Some members of Congress have proposed bipartisan legislation that would allow companies to bring trade secret misappropriation cases in federal court. The Defend Trade Secrets Act (DTSA) would finally give trade secrets the same legal protections that other forms of critical intellectual property enjoy – specifically, a federal private cause of action.
Presently, theft of trade secret cases can only be brought at the federal level by the Department of Justice (DOJ), but bill supporters argue that the DOJ lacks the resources to prosecute these cases. Individual states allow civil actions related to trade secret misappropriation, but state laws can vary, so the current policies are not uniform nationwide. Unlike federal courts, state courts are not well-suited to work across state and national boundaries to facilitate discovery, serve defendants or witnesses, or prevent parties from leaving the country.
The DTSA, modeled after the Uniform Trade Secrets Act adopted by many states, would create a uniform standard for theft of trade secret cases and give U.S. companies the ability to protect their trade secrets in federal court.
Supporters of the DTSA include: The Association of Global Automakers, Biotechnology Industry Organization, The Boeing Company, Boston Scientific, BSA The Software Alliance, Caterpillar, Corning Incorporated, Eli Lilly and Company, General Electric, Honda, IBM, Illinois Tool Works Inc., Intel, International Fragrance Association, North America, Johnson & Johnson, Medtronic, Micron, National Alliance for Jobs and Innovation, National Association of Manufacturers, Nike, The Procter & Gamble Company, Siemens Corporation, Software & Information Industry Association, U.S. Chamber of Commerce, United Technologies Corporation, and 3M.

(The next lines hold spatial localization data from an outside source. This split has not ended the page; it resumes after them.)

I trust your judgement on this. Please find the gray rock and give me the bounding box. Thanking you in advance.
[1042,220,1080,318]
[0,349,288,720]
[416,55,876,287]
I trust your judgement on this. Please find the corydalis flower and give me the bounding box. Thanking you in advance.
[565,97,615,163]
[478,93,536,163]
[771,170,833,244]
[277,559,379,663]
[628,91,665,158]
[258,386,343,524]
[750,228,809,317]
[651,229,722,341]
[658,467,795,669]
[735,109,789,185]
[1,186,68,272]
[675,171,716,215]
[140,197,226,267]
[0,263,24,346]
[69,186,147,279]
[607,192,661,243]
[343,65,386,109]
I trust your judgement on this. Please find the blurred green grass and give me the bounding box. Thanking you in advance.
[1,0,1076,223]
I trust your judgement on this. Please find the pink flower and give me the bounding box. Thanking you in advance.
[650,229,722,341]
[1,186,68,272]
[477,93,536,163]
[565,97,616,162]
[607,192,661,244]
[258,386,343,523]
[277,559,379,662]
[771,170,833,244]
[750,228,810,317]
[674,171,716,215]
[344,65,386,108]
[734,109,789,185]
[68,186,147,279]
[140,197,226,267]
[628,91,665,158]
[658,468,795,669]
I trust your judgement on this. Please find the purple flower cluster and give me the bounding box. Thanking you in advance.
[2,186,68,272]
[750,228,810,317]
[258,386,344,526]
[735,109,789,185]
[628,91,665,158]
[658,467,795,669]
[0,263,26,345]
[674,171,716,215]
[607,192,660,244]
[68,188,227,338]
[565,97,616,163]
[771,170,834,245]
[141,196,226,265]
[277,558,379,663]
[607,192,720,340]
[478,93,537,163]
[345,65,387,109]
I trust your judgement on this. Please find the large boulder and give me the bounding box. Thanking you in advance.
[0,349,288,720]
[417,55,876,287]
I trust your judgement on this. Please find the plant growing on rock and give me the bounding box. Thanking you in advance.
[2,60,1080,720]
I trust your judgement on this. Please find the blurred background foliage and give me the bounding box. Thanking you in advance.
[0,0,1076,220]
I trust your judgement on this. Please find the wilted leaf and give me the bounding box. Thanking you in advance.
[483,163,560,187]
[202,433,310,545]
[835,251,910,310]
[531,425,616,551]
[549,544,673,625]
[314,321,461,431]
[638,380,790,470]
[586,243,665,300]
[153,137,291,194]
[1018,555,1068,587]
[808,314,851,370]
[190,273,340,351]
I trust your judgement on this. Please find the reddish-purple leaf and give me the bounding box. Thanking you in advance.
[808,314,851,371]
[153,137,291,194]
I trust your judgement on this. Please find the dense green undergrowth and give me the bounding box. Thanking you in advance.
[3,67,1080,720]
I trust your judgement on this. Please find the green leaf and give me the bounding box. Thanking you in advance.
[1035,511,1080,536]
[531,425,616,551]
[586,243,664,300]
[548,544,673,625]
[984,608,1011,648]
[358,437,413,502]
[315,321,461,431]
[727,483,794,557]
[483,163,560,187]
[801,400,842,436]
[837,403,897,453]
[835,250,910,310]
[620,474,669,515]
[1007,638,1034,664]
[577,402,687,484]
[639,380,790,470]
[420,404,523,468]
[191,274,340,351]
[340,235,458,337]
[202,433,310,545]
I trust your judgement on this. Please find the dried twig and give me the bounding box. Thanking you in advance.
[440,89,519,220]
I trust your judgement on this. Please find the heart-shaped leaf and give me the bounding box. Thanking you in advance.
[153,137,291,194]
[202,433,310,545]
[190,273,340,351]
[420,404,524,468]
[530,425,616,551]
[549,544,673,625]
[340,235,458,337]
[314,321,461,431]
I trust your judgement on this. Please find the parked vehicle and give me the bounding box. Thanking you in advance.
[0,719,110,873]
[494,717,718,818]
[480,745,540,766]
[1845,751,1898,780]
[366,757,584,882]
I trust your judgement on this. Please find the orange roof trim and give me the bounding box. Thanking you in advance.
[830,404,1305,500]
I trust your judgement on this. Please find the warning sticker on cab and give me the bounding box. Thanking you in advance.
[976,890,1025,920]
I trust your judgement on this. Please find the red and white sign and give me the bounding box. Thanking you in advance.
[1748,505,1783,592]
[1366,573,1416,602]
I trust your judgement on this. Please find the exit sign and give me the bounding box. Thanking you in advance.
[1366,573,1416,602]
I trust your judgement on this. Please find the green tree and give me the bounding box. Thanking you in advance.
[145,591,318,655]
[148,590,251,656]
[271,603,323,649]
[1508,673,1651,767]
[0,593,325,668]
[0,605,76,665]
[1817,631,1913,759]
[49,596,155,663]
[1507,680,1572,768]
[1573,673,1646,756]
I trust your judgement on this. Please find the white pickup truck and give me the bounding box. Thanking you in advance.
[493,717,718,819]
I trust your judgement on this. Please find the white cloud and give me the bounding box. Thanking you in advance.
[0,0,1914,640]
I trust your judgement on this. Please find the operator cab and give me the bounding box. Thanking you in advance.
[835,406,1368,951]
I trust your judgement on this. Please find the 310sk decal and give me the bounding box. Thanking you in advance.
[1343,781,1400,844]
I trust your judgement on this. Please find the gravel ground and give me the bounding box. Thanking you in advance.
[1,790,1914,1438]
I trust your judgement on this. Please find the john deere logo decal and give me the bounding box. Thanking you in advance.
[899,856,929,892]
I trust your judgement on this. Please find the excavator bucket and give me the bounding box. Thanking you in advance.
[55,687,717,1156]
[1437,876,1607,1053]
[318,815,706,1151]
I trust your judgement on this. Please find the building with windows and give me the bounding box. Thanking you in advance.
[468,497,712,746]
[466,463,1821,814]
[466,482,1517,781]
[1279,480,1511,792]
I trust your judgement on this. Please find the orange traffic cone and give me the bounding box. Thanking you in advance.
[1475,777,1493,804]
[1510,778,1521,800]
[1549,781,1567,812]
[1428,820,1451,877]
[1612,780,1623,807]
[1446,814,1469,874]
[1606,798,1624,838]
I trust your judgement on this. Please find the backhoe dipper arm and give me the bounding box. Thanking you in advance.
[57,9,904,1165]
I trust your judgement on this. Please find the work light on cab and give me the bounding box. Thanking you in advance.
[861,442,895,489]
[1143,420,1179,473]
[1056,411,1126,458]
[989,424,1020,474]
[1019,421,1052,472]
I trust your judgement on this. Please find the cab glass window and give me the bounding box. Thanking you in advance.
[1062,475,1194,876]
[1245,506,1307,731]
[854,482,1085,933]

In addition to permitting a lawsuit in federal court, the DTSA would also allow for court seizure of trade secret material, thereby providing protection against destruction by the possessing party (a mechanism not generally available in state courts). A hearing for the seizure must take place within seven days of the seizure unless otherwise agreed upon by the parties. The party seeking the seizure has the burden of proof. If they cannot show adequate proof, the non-moving party may seek lost profits, costs of materials, loss of goodwill, punitive damages, and attorneys’ fees.
Potential new opportunity
The DTSA could be an extremely valuable tool for U.S. companies looking to protect their trade secrets. If the proposed legislation gains support, a new opportunity may exist in federal court for employers in civil disputes against former employees or others involved in trade secret misappropriation. Until this legislation becomes law, however, companies wishing to pursue trade secret misappropriation claims in federal court will still need to rely on the DOJ.